LAWS(PVC)-1940-8-59

PROBODH CHANDRA HALDAR Vs. BANI CHARAN KUNDU

Decided On August 11, 1940
PROBODH CHANDRA HALDAR Appellant
V/S
BANI CHARAN KUNDU Respondents

JUDGEMENT

(1.) This rule has been obtained by the defendants and raises a difficult point of limitation which involves an interpretation of Section 52, Bengal Agricultural Debtors Act. The suit is to recover money due on an admitted account (Mablakbandi). It is common ground that the last date for filing the suit was 27 February 1939. On 20 February 1939, when there were still six days to go, the plaintiffs applied to a Debt Settlement Board at Chatmohar. A similar application was made by the defendants to a Debt Settlement Board at Malgram on 4 April 1939. The two cases were consolidated in the office of the Board at Malgram on 8 August 1939., An order of dismissal was passed on 12 September 1939. On 19 September 1939, when the claim had become barred, the plaintiffs filed a review application.

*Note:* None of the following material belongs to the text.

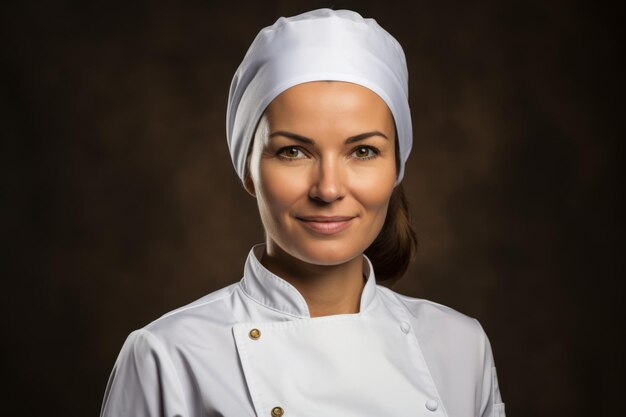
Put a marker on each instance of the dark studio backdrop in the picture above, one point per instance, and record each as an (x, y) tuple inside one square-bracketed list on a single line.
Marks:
[(120, 203)]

This application was allowed by the appellate officers and this case was dismissed (for the second time) on 18 June 1940. The present suit was filed on that day. The plaintiffs rely upon Section 52, Bengal Agricultural Debtors Act, to save limitation. The relevant words are these: The time during which such proceedings continued and the time during which the person interested in such debt was debarred by any provision of this Act from making or instituting the suit shall be excluded.

(2.) Now, the plaintiffs were not debarred from instituting their suit on any day between 13th and 18 September, inclusive. They can, therefore, only succeed if they can show that these dates are included in the time during which the proceedings continued. In opposing the rule, Mr. Lahiri contended that the proceedings continued from 20 February 1939, until 18 June 1940, when the application was finally dismissed. In this case the proceedings have been unusually protracted. First of all, there were the ordinary proceedings which culminated in the dismissal of the case. Then there was a review ending in dismissal. Then there was an appeal. As a result the review was restored and the petition was again finally rejected. Now, this interpretation is certainly possible and it is necessary to examine it. Now there is no period of limitation for an application for review under Section 44 of the Act. One extraordinary and apparently mischievous result of this interpretation would be that a creditor, can revive a time-barred debt merely by pushing in review application and then allowing it quietly to be dismissed for default. To get over the difficulty, Mr. Lahiri suggested that the proceedings referred to in Section 52 are bona fide proceedings. In my judgment, it is impossible to read any such qualification into the section. Either the proceedings continued during these crucial days or they did not. In my opinion, this interpretation ought only to be given effect to even if any other interpretation would render the second provision redundant. As a matter of fact, the second provision is wider in its effect than the former. In this connection a reference may be made to Section 35 which in certain circumstances bars proceedings in a Court although there were no proceedings pending before a Board.

(3.) In my judgment, the section should be strictly construed. The time during which these proceedings continued means any period during which something in connection with the proceedings was going on. It does not include a period during which nothing was pending on the file at all. On this interpretation it makes no difference whether the original proceedings, the review matter, the appeal and the rehearing are to be considered separate proceedings or one continuous proceeding from start to finish. I would, therefore, exclude both the period between the dismissal of the case and the filing of the application for review and the period between the dismissal of the review application and the filing of the appeal. The result is that the rule must be made absolute and the decree of the lower Court is set aside. I, however, make no order as to costs.